Cuando a Pilar Miró se le ocurrió la feliz idea de darle al veterano Hermida un programa ómnibus matutino, la televisión de las marujas se animó lo indecible. Admiraba a este periodista de raza, showman a la americana, desde los tiempos de Crónica 3 y luego Su turno. Lo estaba echando ya de menos en esos pocos años en los que dejó de ser presencia asídua. Mi mono de estrellas se subsanó con escasísimos sustitutivos de desigual categoría. Así Pepe Navarro, que cuando se ponía monicaco me llamaba mucho la atención en sus sobremesas y, desde luego, el impar Fernando Gª Tola con sus "presidencias" y luego aquel fiasco de querer llevar la radio a un cutre plató de televisión.
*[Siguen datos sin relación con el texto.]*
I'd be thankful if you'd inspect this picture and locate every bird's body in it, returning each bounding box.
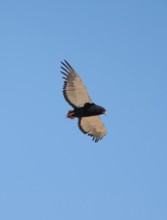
[61,60,106,142]
[67,103,105,119]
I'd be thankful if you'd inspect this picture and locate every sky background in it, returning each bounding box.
[0,0,167,220]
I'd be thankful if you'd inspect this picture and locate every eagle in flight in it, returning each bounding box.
[61,60,107,142]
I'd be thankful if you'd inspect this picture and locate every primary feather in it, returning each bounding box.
[61,60,107,142]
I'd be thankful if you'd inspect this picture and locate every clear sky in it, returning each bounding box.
[0,0,167,220]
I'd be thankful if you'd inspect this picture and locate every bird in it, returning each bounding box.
[60,60,107,142]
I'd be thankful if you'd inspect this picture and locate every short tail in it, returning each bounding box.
[67,110,75,119]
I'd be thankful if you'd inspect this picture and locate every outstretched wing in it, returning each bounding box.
[78,116,107,142]
[61,60,93,108]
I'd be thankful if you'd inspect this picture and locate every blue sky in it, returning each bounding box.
[0,0,167,220]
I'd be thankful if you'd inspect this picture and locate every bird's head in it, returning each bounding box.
[96,105,107,115]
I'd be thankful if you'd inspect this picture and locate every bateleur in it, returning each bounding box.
[61,60,106,142]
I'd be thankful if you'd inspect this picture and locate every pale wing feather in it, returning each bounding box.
[78,116,107,142]
[61,60,93,108]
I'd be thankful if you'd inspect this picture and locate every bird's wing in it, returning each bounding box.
[61,60,93,108]
[78,116,107,142]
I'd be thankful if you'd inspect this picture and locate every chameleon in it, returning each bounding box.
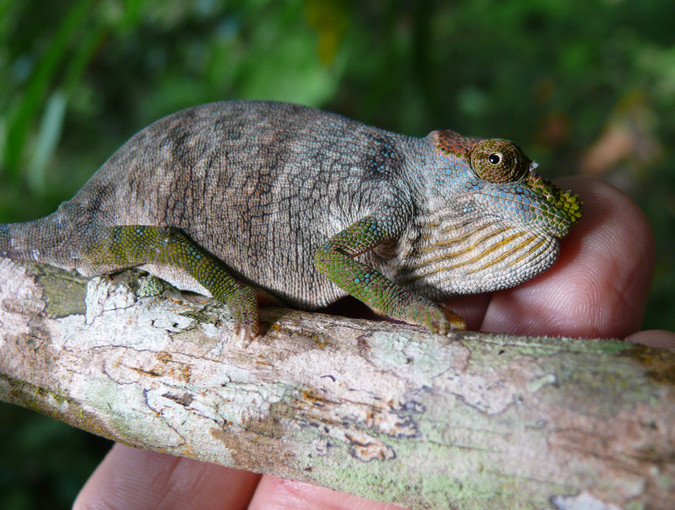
[0,101,582,340]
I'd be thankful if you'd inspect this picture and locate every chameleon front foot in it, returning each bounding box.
[401,296,466,335]
[220,284,260,346]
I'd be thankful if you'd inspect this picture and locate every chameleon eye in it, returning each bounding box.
[470,138,530,183]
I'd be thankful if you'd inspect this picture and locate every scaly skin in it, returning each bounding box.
[0,101,581,339]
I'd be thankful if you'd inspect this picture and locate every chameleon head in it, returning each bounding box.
[402,131,582,297]
[432,131,582,239]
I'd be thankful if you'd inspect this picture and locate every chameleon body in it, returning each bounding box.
[0,101,581,338]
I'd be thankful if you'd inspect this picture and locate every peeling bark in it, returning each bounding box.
[0,259,675,509]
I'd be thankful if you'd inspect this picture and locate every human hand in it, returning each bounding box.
[74,178,675,510]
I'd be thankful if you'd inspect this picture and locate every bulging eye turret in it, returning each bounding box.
[469,138,532,184]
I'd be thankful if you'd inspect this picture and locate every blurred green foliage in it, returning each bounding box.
[0,0,675,510]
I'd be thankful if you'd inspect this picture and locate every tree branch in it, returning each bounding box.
[0,259,675,509]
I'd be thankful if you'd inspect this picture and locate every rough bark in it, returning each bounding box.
[0,260,675,509]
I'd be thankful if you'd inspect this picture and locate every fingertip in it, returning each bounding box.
[73,444,259,510]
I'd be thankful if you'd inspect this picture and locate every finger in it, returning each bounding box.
[73,444,260,510]
[626,329,675,349]
[249,476,405,510]
[482,178,654,338]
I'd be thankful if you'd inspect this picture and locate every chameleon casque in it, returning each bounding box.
[0,101,581,339]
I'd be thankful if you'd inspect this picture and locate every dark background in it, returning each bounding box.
[0,0,675,510]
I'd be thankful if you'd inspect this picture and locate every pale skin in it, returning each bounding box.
[74,178,675,510]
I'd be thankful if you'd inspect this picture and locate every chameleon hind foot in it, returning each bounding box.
[89,225,260,345]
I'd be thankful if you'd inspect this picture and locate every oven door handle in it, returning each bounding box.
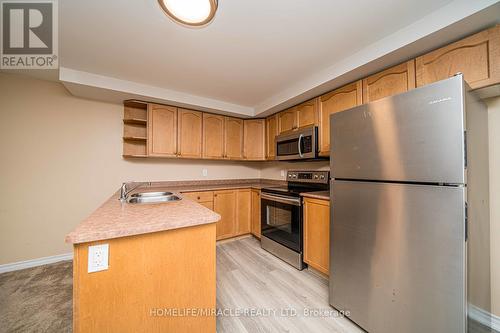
[298,134,304,158]
[260,193,300,206]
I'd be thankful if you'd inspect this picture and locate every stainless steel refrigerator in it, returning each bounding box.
[329,75,491,333]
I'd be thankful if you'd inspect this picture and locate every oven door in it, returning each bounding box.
[276,126,317,160]
[261,192,302,253]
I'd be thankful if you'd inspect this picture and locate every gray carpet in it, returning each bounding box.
[0,261,496,333]
[0,261,73,333]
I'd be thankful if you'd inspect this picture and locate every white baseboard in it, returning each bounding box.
[467,303,500,332]
[0,253,73,273]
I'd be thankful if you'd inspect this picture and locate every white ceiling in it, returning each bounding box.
[31,0,498,116]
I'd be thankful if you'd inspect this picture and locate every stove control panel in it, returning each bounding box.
[287,170,330,184]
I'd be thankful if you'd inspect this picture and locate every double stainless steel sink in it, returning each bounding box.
[127,192,181,204]
[120,182,182,204]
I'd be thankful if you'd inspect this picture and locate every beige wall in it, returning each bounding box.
[486,97,500,316]
[0,73,260,264]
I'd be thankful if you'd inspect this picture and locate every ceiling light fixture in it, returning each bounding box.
[158,0,218,26]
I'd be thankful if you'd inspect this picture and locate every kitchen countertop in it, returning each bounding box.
[65,179,286,244]
[300,191,330,200]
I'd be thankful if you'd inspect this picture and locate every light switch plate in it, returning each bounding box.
[88,244,109,273]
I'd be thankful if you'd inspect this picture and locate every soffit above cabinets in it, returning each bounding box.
[38,0,500,118]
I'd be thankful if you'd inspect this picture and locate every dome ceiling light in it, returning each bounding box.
[158,0,218,26]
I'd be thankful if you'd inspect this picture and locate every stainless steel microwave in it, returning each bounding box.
[276,126,318,160]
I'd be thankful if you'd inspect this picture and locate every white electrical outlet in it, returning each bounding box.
[88,244,109,273]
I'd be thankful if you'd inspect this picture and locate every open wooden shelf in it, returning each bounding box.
[123,100,148,158]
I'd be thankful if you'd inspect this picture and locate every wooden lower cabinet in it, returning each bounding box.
[214,190,237,240]
[235,189,252,236]
[186,188,260,240]
[304,198,330,275]
[251,189,260,238]
[73,223,216,333]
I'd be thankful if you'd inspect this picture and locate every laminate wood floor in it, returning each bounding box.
[217,237,363,333]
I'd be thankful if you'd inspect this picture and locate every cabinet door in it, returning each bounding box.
[266,114,278,160]
[304,198,330,274]
[236,189,252,235]
[251,190,260,238]
[243,119,266,161]
[203,113,224,158]
[297,98,319,127]
[148,104,177,156]
[177,109,203,158]
[363,60,415,103]
[224,117,243,160]
[214,190,237,240]
[319,81,362,156]
[416,25,500,89]
[278,107,297,134]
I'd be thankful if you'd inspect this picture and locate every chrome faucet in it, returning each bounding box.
[120,182,151,202]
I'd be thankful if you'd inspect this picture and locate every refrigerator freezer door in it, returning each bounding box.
[330,180,466,333]
[330,76,465,184]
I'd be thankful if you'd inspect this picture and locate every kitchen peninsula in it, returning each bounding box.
[66,187,220,332]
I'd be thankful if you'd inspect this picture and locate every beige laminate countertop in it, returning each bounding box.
[300,191,330,200]
[66,179,283,244]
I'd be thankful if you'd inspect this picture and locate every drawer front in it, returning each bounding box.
[182,191,214,202]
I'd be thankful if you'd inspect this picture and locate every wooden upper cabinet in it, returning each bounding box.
[416,25,500,89]
[203,113,224,158]
[363,59,415,103]
[177,109,203,158]
[319,80,362,156]
[278,107,298,134]
[296,97,319,127]
[214,190,237,240]
[243,119,266,161]
[148,104,177,156]
[266,114,278,160]
[224,117,243,160]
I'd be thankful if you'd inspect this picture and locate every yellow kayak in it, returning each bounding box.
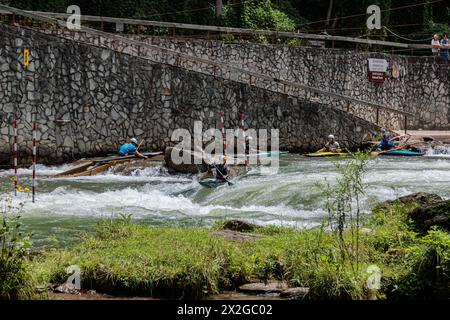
[305,152,348,157]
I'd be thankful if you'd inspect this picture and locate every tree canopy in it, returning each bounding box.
[0,0,450,40]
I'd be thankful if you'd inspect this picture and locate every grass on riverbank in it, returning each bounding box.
[32,196,450,299]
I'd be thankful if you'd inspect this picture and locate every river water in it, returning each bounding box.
[0,155,450,247]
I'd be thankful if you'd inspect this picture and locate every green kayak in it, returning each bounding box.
[198,178,227,188]
[380,150,423,157]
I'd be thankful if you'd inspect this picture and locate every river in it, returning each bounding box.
[0,155,450,247]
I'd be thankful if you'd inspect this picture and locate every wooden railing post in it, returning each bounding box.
[405,114,408,134]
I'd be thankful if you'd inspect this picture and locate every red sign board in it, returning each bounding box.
[369,71,386,83]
Cuando Hermida aterrizó en las mañanas de la Primera cadena era primavera del 87. Lo único que deseaba yo al acabar la jornada diaria era despertarme a la mañana siguiente con astenias típicas de la estación, alergias inconvenientes o con una fiebre súbita para poder quedarme en casita viendo al mago de las 625 líneas con sus inventos. Por la mañana se llamó. Magazine que incluía series que acapararon audiencias impensables hasta la fecha en esa franja del día. Por un lado, Los ricos también lloran, execrable culebrón mexicano que instauraría una moda que paso a ser norma obligatoria de la televisión pública. Por otro, mi soap opera favorita de los ochenta: Dinastía, ahora a diario y con todas las temporadas (inéditas) seguidas.
Por la mañana
era adictivo. Se logró un contacto familiar entre sus responsables y el televidente. El bagaje de Hermida aseguraba siempre invitados de relumbrón. Pintorescos personajes como Javier Basilio, Emilio Varela o el tándem Mª Teresa Campos-Patricia Ballesteros añadían esa guinda de humor que compensaba los inontrolables ataques de ira del monstruo del flequillo. Y al verlo muchas veces espontáneo y tiránico, con aquellas benditas salidas de tono que el micrófono impertinente recogía de vez en cuando, comprendí que para ser el más grande hace falta también ser el jefe más insoportable, el más paranoico y el más dictador.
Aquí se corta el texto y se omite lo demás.